Interactive Exploration
hevm
also includes a visual debugger, and we can use this to interactively explore the execution
tree. You can enter the debugger by running dapp debug
from the root of your dapp project
. You
will see a list of test methods, and once you select one you will be dropped into an interactive
debugging session.
You can press h
to bring up a help view, n
to step forwards, and p
to step back. If you press
e
in symbolic test you will jump to the next branching point. Once there you can press 0
to choose
the branch which does not jump, and 1
to choose the branch that does.
Note that the interactive debugger will also function when executing against mainnet state.
A small demonstration video can be found below:
Limitations, Assumptions & Future Work
Non-Linearity (safeMul
)
The symbolic execution engine in hevm
is backed by an SMT
solver (currently either z3
or
cvc4
are supported).
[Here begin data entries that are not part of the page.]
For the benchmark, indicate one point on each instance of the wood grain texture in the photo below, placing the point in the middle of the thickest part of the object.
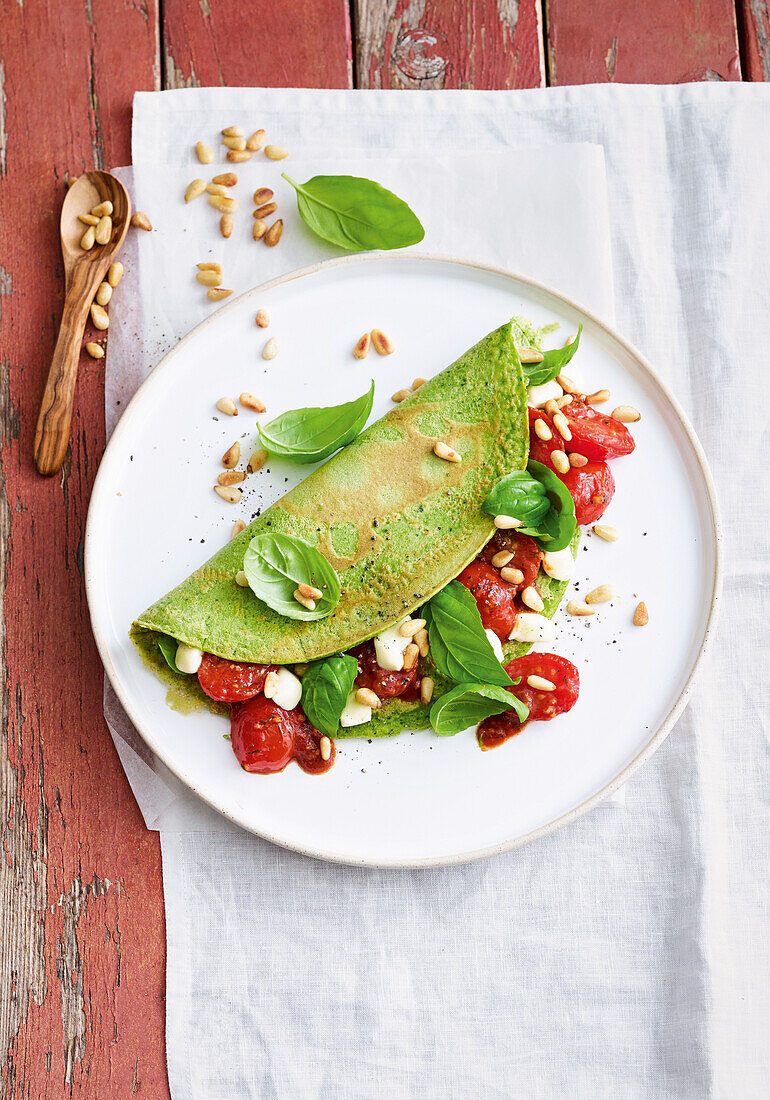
(81, 944)
(754, 24)
(448, 44)
(658, 42)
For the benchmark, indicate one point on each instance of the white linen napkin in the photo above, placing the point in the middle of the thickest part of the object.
(627, 955)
Expressions involving non-linear arithmetic (multiplication, division or
exponentiation by symbolic variables) are extremely challenging or impossible for SMT solvers, and
it will often not be practical to symbolically execute tests involving lots of non-linear
arithmetic.
Unfortunately, non-linear arithmetic is quite common in real world contracts (e.g.
safeMul
can easily
involve both a multiplication and a division by a symbolic variable).
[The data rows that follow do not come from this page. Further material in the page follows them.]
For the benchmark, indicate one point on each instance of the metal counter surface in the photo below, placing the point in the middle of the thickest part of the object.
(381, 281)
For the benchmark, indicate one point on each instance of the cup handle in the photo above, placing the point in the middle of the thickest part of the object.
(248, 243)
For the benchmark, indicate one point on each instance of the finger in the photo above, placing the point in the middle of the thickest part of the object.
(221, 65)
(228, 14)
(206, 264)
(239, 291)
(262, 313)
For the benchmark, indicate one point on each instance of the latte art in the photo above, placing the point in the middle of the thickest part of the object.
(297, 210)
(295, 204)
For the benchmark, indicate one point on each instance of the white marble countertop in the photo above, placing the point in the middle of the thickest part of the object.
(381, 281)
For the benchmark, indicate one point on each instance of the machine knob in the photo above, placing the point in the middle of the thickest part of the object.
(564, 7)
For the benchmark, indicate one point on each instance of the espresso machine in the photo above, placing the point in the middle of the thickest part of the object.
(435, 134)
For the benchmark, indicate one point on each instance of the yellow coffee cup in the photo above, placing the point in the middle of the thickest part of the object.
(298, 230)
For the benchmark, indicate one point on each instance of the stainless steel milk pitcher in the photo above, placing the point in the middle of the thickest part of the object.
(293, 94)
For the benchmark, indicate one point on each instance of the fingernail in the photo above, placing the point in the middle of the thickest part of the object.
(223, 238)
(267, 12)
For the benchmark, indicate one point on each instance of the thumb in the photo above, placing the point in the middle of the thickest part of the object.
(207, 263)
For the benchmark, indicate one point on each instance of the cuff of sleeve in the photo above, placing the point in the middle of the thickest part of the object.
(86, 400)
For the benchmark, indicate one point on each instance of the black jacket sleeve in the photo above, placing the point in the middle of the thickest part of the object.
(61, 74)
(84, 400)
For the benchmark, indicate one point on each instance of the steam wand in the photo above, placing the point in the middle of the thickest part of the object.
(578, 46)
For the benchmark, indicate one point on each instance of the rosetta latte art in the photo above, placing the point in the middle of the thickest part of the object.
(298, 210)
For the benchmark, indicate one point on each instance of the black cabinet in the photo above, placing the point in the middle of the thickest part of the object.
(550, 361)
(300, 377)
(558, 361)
We hope to include optimizations in future releases of hevm
that reduce the load on the solver
when executing contracts that make use of common non-linearities (safeMul
included).
Loops & Max Iterations
Loops can pose a significant challenge for symbolic execution. As an example consider the following code:
function prove_loop(uint n) public pure {
uint counter;
for (uint i = 0; i <= n; i++) {
counter = i;
}
assertEq(counter, n);
}
Execution will branch each time it reaches the loop condition (one branch where i == n
, and one
where the loop continues). This means that there are a total of 2^256 branches on the execution tree
for this method! This is simply impossible to execute on any existing hardware.
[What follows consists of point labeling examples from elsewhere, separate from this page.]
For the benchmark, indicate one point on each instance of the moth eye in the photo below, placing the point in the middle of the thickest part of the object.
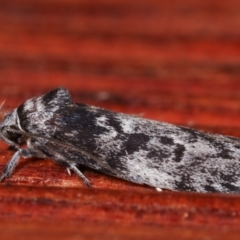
(13, 134)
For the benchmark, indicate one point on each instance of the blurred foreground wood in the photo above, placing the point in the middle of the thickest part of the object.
(177, 62)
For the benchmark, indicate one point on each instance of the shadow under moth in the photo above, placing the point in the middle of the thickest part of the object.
(158, 154)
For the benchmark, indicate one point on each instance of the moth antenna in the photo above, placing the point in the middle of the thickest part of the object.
(1, 107)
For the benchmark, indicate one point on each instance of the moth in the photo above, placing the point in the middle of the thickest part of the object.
(158, 154)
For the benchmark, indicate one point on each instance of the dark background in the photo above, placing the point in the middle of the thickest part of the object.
(174, 61)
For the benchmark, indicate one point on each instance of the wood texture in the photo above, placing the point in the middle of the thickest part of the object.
(175, 61)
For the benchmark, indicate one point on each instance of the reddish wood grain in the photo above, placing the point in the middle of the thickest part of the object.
(173, 61)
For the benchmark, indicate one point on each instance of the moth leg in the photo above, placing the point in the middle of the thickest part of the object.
(9, 168)
(80, 174)
(11, 165)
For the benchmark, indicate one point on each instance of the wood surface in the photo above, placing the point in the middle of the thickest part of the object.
(173, 61)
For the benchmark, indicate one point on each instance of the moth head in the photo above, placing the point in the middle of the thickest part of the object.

In cases like this, it may be helpful to restrict the maximum number of iterations that will be
executed for a given loop. This can be controlled via the --max-iterations
flag, which places an
upper limit on the number of times any branching point may be revisited. This approach is known in
the literature as “Bounded Model Checking”.
Strategies for exhaustive proofs involving dynamically bounded looping behaviour do exist, but are
not supported by ds-test
. They are however available in other tools (for example in the chc engine
of solc’s
SMTChecker).
External Calls to Unknown Code
hevm
currently does not support symbolic execution of calls into unknown code. For example the
code below will fail with a NotUnique
error (meaning that hevm
is unable to determine a unique
target for the call):
function prove_call(address target) public {
target.call(hex'');
}
As above, proof strategies for calls to unknown code do exist, and are supported by the chc engine of solc’s SMTChecker.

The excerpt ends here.